Information security is a hot research area in computer science and technology, and data encryption is an important means of information security. With the rapid development of programmable technology and the continuous emergence of high-speed integrated circuits, the use of FPGA to implement encryption algorithms has received more and more attention and importance [1][2]. Compared with traditional software encryption methods, the advantages of hardware encryption are: (1) good security and not easy to be attacked; (2) fast calculation speed and high efficiency; (3) low cost and reliable performance.
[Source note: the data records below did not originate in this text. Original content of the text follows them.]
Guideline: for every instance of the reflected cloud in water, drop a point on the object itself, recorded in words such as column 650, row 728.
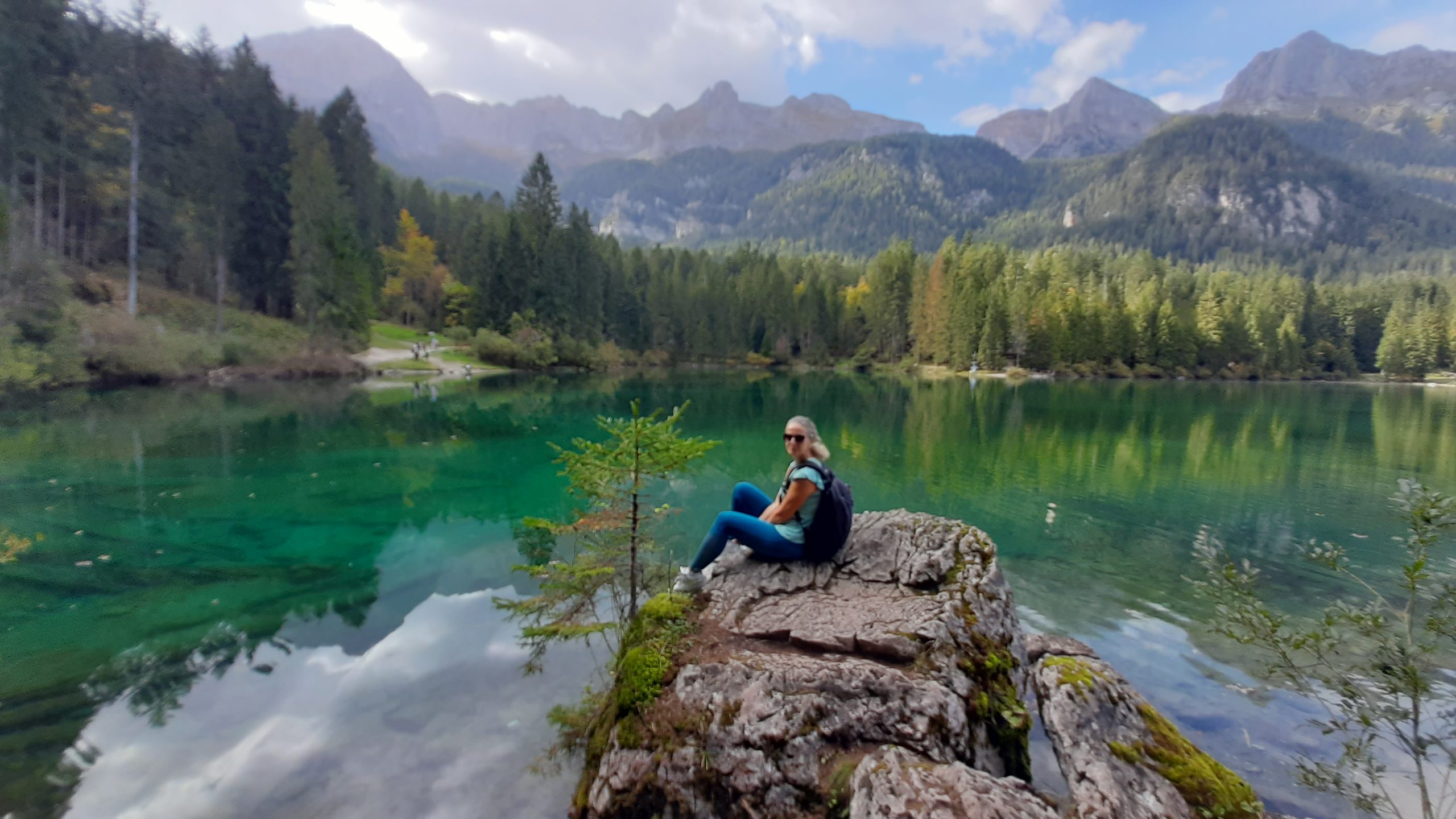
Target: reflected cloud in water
column 435, row 721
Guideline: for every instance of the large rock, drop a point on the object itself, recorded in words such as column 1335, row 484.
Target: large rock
column 896, row 784
column 884, row 684
column 909, row 637
column 1122, row 758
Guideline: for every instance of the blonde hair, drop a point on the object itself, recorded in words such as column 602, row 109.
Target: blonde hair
column 812, row 435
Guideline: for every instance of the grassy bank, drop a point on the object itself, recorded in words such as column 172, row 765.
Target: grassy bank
column 64, row 328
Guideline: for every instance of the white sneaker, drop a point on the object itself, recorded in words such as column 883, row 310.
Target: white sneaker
column 689, row 582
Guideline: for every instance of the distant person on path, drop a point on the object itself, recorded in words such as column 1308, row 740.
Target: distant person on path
column 779, row 530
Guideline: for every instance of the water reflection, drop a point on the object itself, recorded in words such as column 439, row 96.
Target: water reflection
column 404, row 729
column 295, row 573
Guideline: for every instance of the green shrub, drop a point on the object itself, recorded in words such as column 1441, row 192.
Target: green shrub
column 571, row 353
column 610, row 356
column 1145, row 371
column 537, row 356
column 21, row 365
column 494, row 349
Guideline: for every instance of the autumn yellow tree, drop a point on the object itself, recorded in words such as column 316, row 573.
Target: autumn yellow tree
column 417, row 288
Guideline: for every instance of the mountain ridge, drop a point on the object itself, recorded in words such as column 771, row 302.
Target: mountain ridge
column 424, row 131
column 1098, row 118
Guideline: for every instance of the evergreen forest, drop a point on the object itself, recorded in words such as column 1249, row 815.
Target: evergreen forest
column 137, row 164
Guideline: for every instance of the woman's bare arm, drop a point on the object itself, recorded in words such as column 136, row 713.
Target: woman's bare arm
column 784, row 511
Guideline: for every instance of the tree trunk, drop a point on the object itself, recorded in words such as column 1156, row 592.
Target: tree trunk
column 222, row 286
column 131, row 219
column 637, row 465
column 60, row 205
column 38, row 205
column 15, row 201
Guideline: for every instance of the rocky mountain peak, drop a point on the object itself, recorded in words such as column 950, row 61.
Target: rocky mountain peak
column 1100, row 118
column 1311, row 73
column 721, row 95
column 316, row 65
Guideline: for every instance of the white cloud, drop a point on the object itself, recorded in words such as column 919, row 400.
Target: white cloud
column 380, row 22
column 974, row 115
column 1434, row 31
column 1177, row 101
column 537, row 50
column 1097, row 48
column 1190, row 72
column 634, row 55
column 809, row 51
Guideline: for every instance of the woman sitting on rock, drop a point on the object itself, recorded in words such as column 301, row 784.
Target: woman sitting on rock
column 774, row 530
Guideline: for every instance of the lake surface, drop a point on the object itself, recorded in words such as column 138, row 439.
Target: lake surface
column 287, row 608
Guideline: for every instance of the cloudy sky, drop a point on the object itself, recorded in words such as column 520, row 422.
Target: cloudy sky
column 950, row 65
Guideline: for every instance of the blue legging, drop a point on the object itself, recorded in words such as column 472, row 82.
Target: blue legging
column 743, row 525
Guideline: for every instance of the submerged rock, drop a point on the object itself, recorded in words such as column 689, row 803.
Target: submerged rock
column 895, row 784
column 1122, row 758
column 887, row 682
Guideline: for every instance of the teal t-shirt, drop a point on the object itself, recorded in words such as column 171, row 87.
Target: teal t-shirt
column 794, row 531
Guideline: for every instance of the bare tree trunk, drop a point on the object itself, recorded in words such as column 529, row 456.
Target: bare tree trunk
column 131, row 219
column 38, row 205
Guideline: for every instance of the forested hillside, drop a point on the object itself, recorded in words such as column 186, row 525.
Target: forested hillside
column 180, row 165
column 1197, row 188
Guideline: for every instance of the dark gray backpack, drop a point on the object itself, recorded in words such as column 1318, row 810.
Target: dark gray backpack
column 835, row 516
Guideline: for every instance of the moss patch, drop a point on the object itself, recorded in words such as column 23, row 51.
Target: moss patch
column 996, row 704
column 644, row 665
column 1074, row 672
column 1126, row 752
column 1209, row 787
column 841, row 784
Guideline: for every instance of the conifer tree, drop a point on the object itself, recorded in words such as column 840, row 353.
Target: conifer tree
column 539, row 203
column 353, row 149
column 261, row 121
column 325, row 257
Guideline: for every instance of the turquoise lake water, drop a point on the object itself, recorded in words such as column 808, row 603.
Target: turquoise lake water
column 287, row 608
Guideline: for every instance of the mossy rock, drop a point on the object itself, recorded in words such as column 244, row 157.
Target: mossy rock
column 1075, row 674
column 1205, row 783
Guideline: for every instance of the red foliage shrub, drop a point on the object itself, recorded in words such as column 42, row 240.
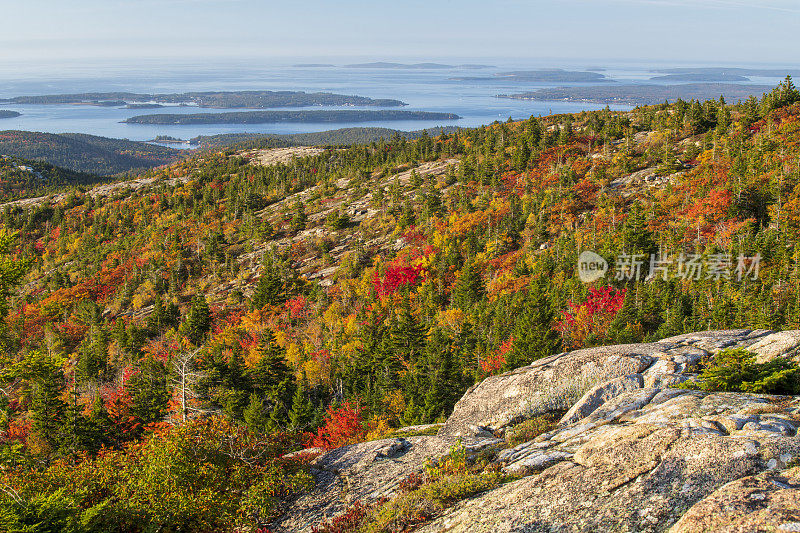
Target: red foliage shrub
column 343, row 426
column 592, row 317
column 18, row 430
column 396, row 277
column 347, row 522
column 494, row 362
column 298, row 307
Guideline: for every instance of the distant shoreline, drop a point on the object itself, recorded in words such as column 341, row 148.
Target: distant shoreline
column 635, row 95
column 267, row 117
column 217, row 99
An important performance indicator that reflects the data transmission speed in the encryption system is data throughput, which is calculated as: (data length M/number of clocks N) × clock frequency F. Improving data throughput is the key to improving the performance of the encryption system and is also an important part of the hardware implementation technology of encryption algorithms.
The AES algorithm is widely used as a substitute for the DES algorithm. There have been many discussions on its hardware implementation method, mainly by increasing the algorithm frequency to improve the throughput. However, in actual operation, in order to ensure the stability of the entire encryption system, the global clock frequency is usually low and it is impossible to reach the simulation frequency of the algorithm. For example, the clock frequency of the PCI interface circuit is only 33MHz, so the actual data throughput is still low. Based on the structural characteristics of the AES algorithm and the characteristics of the hardware system, this paper proposes a fast AES algorithm IP core design method. This method uses optimized round function design and pipeline technology to achieve higher throughput and faster transmission speed by reducing the number of block operation clocks at a lower system clock frequency.
1 AES Algorithm
AES is an advanced encryption standard proposed by the National Institute of Standards and Technology (NIST) of the United States [4]. In October 2000, NIST announced that the Rijndael algorithm submitted by Belgians Joan Daemen and Vicent Rijinen would be used as the Advanced Encryption Standard (AES). The algorithm is simple in design. Unlike public key cryptographic algorithms, it does not have complex multiplication operations, is easy to implement, and has strong flexibility. The good parallel characteristics of the round function are conducive to hardware design and implementation. The AES algorithm is an iterative block cipher with variable block length and key length, which can be independently specified as 128 bits, 192 bits, and 256 bits. This paper mainly discusses the case where the block length and key length are 128 bits.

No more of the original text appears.